Hi all, I am new to physicsforums, so i just want to get to know yall. I am a sophomore and takin alg II, i have an AMC test coming up on February 9. and my teacher gave me a review packet. there are only 25 questions but they are like the hardest questions I've ever seen. So if there's someone has already taken the test, and can help me out with those questions, i would rly appreciate it. i don't need the answer, i just want to know how to solve the problems.

Homework Statement

The perimeter of a rectangle is 100 and its diagonal has length x. What is the area of this rectangle.

Homework Equations

i got l + w = 50 (from the perimeter of the rectangle)
and x²= l² + w² (find the diagonal of the right triangle)

i found this on the internet: 2lw= (l+w)² - (l²+w²)
and got 2500 - x² , then they divide it by 2 to get the area of the rectangle.

so basically they put : 2(Area) = (perimeter)² - [this is what i don't get]
and why they square the perimeter?

2 rectangle = 4 triangle = 1 kite ? i don't think there's any connection w/ the kite : A = (1/2)d1*d2

P/s: english is not my language, so if u guys don't understand something just say sth and ill try to explain. sry

btw this is the link of all the questions: http://www.unl.edu/amc/a-activities/a7-problems/practice1012p/html1012p/10pcontest/02c10p.html#10pc#3

 

[Mentallic]

We are told that the perimeter is 100
This is [itex]2(l+w)=100[/itex] since there are 2 lengths and 2 widths in the rectangle.

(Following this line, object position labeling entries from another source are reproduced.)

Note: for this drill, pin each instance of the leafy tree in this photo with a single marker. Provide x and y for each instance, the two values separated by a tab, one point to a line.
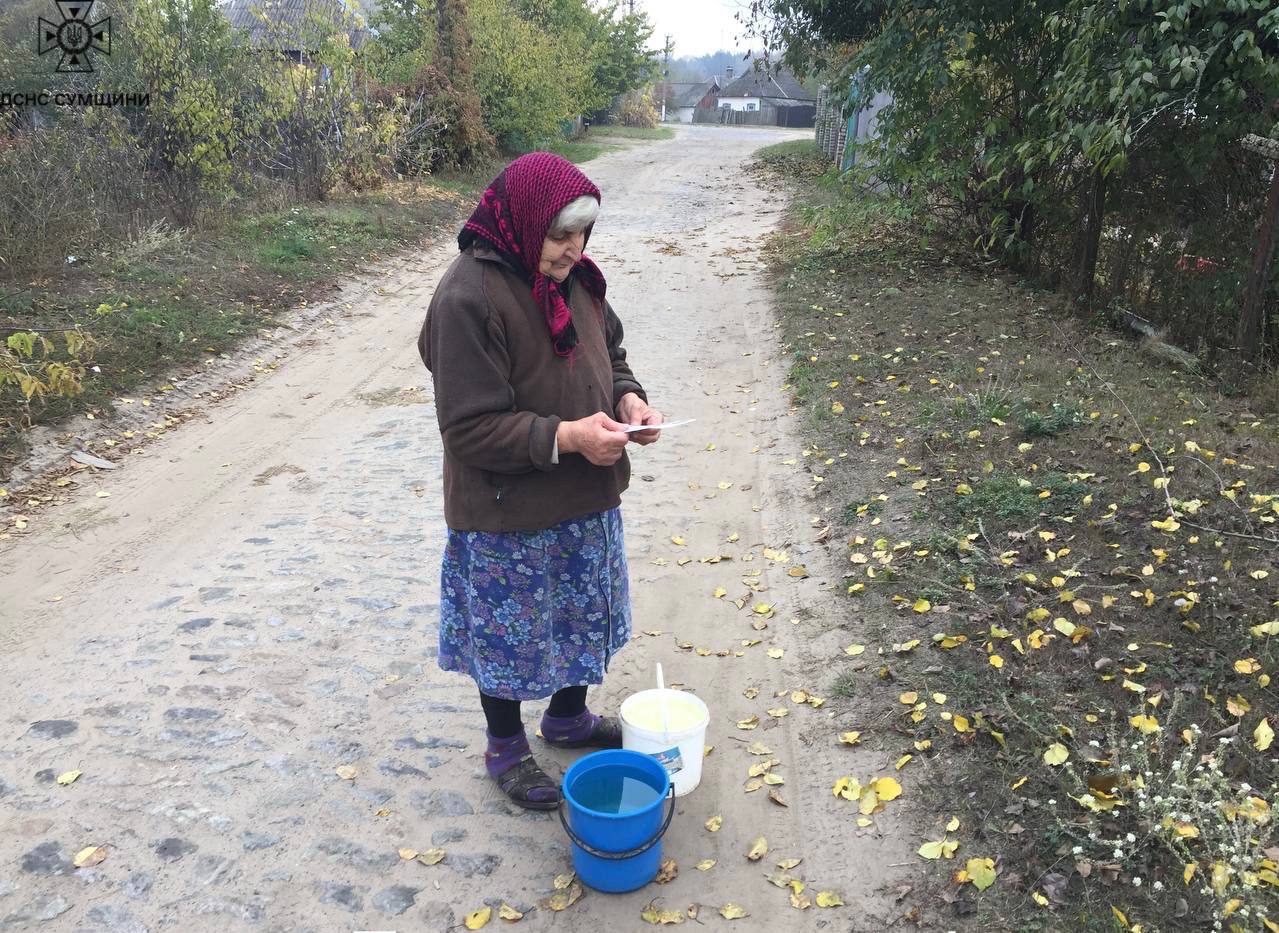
530	82
184	54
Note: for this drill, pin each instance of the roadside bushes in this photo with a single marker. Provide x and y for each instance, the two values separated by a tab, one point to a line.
235	115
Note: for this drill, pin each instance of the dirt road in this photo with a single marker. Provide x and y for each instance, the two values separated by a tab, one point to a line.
253	607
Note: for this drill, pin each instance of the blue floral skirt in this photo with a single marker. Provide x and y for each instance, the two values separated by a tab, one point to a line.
528	612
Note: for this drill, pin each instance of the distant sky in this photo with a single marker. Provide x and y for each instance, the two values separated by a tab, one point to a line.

So we divide by 2 and now have [itex]l+w=50[/itex]

We also have [itex]l^2+w^2=x^2[/itex] by pythagoras' theorem

and [itex]lw=A[/itex] for the Area

Now, the result you saw [itex]2lw=(l+w)^2-(l^2+w^2)[/itex] can easily be proven by expanding [itex](l+w)^2[/itex] and don't think about squaring the perimeter as a geometric thing (don't try picture what shape its creating) just square the number 50 since from before [itex]l+w=50[/itex] by squaring both sides [itex](l+w)^2=2500[/itex]

And the [itex]l^2+w^2[/itex] we already showed is equal to [itex]x^2[/itex].

So substitute everything into the equation:

[tex]2A=(50)^2-(x^2)[/tex]

[tex]A=1250-\frac{x^2}{2}[/tex]

Really, all you needed to do in this problem was find out all the relationships you can to involve x (such as pythagoras' theorem, the area of a rectangle, and the perimeter) and then the tricky bit was to notice that the area [itex]lw[/itex] can be related to the perimeter [itex]l+w[/itex] in such a way that if we square the perimeter, expanding it gives us the other pythagorean relationship [itex]l^2+w^2[/itex] and the area [itex]lw[/itex]. Then if you found the correct formula, all you need to do is substitute all your relationships into it.

 

[HallsofIvy]

[itex](l+ w)^2= l^2+ 2lw+ w^2[/itex]. l+ w= 50 and [itex]l^2+ w^2= x^2[/itex] so (50)^2= x^2+ 2A That gives the same formula Mentallic gave.

 

[LeadyKnight]

thank you guys, it really does help me out.